Soluble epoxide hydrolase may play a role in the pathogenesis of certain psychiatric diseases.
The most common and debilitating psychiatric disorder in the world may have a new, innovative treatment thanks to a chemical discovered in the Bruce Hammock laboratory at the University of California, Davis. The soluble epoxide hydrolase (sEH)—emerging as a therapeutic target that acts on various inflammatory or inflammation-linked diseases—was found to fight depression in a rodent study published in Proceedings of the National Academy of Sciences.
“The research in animal models of depression suggests that sEH plays a key role in modulating inflammation, which is involved in depression,” said Bruce D. Hammock, PhD, a distinguished professor of Entomology with a joint appointment at the UC Davis Comprehensive Cancer Center. “Inhibitors of sEH protect natural lipids in the brain that reduce inflammation and neuropathic pain. Thus, these inhibitors could be potential therapeutic drugs for depression.”
For the study, a team of researchers from Hammock’s Laboratory collaborated with depression expert Kenji Hashimoto, PhD, and colleagues at Chiba University Center for Forensic Mental Health in Japan to examine the role of a potent she inhibitor, TPPU, in a rodent of model of depression called “social defeat.”
The study investigators found that TPPU displayed rapid antidepressant effects in both inflammation and social defeat stress models of depression. They also found that sEH protein expression in the brain of chronically stressed (susceptible) mice was higher than that of non-stressed mice.

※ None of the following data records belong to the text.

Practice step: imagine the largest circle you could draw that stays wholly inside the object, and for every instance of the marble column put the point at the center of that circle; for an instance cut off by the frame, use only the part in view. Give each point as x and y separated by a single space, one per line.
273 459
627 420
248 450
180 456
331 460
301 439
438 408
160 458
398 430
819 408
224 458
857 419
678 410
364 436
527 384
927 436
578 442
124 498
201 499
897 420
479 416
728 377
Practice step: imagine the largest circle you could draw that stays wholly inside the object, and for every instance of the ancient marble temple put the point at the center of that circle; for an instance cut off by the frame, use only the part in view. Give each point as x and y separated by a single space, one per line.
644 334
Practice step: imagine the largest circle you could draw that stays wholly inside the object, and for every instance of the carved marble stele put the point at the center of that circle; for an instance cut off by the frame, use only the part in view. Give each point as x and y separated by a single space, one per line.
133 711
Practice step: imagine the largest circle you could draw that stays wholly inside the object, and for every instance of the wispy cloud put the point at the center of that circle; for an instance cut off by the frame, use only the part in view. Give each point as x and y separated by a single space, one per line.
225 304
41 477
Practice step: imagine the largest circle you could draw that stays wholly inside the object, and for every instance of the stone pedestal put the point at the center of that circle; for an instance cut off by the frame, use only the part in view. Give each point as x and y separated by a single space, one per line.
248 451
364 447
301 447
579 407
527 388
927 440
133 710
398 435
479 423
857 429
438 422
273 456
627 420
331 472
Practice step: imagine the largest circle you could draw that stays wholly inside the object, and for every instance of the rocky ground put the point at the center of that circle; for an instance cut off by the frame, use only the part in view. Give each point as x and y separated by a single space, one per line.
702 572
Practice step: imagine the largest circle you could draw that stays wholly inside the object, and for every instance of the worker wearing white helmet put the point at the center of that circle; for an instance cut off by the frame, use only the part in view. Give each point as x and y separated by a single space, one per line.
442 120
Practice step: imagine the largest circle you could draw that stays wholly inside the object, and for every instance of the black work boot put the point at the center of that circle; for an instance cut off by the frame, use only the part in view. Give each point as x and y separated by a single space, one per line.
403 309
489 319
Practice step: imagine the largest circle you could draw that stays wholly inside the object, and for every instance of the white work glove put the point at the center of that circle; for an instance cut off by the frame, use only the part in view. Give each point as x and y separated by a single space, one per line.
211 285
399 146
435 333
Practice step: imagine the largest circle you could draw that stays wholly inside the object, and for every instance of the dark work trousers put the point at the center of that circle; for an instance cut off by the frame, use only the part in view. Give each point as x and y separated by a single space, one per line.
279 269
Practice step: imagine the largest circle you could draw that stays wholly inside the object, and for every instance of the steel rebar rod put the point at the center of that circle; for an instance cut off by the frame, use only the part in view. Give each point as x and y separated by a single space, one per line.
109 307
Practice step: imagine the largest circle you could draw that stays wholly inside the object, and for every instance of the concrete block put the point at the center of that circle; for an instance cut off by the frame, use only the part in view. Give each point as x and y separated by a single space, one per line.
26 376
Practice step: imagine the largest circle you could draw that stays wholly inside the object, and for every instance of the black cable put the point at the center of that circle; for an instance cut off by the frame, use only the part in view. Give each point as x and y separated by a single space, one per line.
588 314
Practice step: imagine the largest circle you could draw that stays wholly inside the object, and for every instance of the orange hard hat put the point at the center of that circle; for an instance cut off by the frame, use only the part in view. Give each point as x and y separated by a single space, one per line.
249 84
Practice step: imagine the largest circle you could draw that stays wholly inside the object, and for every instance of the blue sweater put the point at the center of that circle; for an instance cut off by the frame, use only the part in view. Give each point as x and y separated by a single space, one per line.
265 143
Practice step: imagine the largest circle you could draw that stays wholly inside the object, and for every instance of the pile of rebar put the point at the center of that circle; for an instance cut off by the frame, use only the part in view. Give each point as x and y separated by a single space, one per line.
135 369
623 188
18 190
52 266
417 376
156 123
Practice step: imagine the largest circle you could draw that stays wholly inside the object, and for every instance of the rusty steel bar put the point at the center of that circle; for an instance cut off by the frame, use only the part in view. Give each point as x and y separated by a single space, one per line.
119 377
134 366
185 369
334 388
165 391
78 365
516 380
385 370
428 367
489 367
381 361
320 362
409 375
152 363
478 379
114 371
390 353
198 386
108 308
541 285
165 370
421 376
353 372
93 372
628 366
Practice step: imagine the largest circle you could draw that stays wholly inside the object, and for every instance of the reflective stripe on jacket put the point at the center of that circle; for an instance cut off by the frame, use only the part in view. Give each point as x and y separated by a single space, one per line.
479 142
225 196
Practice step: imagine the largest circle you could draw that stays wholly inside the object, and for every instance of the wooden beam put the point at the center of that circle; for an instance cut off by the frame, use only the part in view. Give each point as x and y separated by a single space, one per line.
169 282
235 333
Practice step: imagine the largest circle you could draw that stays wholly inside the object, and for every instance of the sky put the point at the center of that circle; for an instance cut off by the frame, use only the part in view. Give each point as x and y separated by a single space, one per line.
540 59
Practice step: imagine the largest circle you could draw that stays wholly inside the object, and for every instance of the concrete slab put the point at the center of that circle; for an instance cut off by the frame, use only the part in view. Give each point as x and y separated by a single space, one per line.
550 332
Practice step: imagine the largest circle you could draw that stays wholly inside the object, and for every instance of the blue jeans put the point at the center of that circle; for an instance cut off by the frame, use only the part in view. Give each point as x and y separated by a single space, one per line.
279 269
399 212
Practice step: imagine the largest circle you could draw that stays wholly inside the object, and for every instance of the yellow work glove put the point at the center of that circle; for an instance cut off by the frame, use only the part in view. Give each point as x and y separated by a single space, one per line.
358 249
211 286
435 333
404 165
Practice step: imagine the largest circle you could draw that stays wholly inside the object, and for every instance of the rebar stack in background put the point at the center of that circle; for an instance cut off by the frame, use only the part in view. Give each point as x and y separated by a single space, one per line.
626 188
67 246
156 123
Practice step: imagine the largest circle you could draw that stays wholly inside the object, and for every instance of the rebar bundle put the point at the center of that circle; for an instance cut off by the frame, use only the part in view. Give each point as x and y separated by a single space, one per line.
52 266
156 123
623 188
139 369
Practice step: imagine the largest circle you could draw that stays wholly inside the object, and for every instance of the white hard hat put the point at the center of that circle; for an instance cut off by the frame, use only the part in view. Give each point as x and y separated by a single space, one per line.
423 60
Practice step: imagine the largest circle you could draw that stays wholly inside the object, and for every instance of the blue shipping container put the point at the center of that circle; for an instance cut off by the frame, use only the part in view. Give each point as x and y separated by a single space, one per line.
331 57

The finding mirrors the finding that sEH protein expression in postmortem brain samples of patients with psychiatric diseases, including depression, was higher than in samples from control patients, suggesting that increased sEH levels may play a role in the pathogenesis of certain psychiatric diseases.
Indeed, treating mice with TPPU before induced inflammation or repeated social defeat stress prevented the onset of depression-like behaviors. What’s more, sEH knockout (KO) mice did not show depression-like behavior after repeated social defeat stress, suggesting stress resilience.
“Moreover, sEH KO mice did not show depression-like behavior after repeated social defeat stress, suggesting stress resilience,” the study authors wrote. “The sEH KO mice showed increased brain-derived neurotrophic factor (BDNF) and phosphorylation of its receptor TrkB in the prefrontal cortex, hippocampus, but not nucleus accumbens, suggesting that increased BDNF-TrkB signaling in the prefrontal cortex and hippocampus confer stress resilience. All of these findings suggest that sEH plays a key role in the pathophysiology of depression, and that epoxy fatty acids, their mimics, as well as sEH inhibitors could be potential therapeutic or prophylactic drugs for depression.”
Commenting on the study, UC Davis researcher Christophe Morisseau, PhD, said, “Most drugs for psychiatric diseases target how neurons communicate; here we are targeting the wellness and environment of the neurons.” Morisseau’s colleague at UC Davis, Karen Wagner, added that the “rapid antidepressant action of the sEH inhibitor in these murine (mouse) models of depression is truly noteworthy because current antidepressants used in humans and animal models take weeks to have full effects.”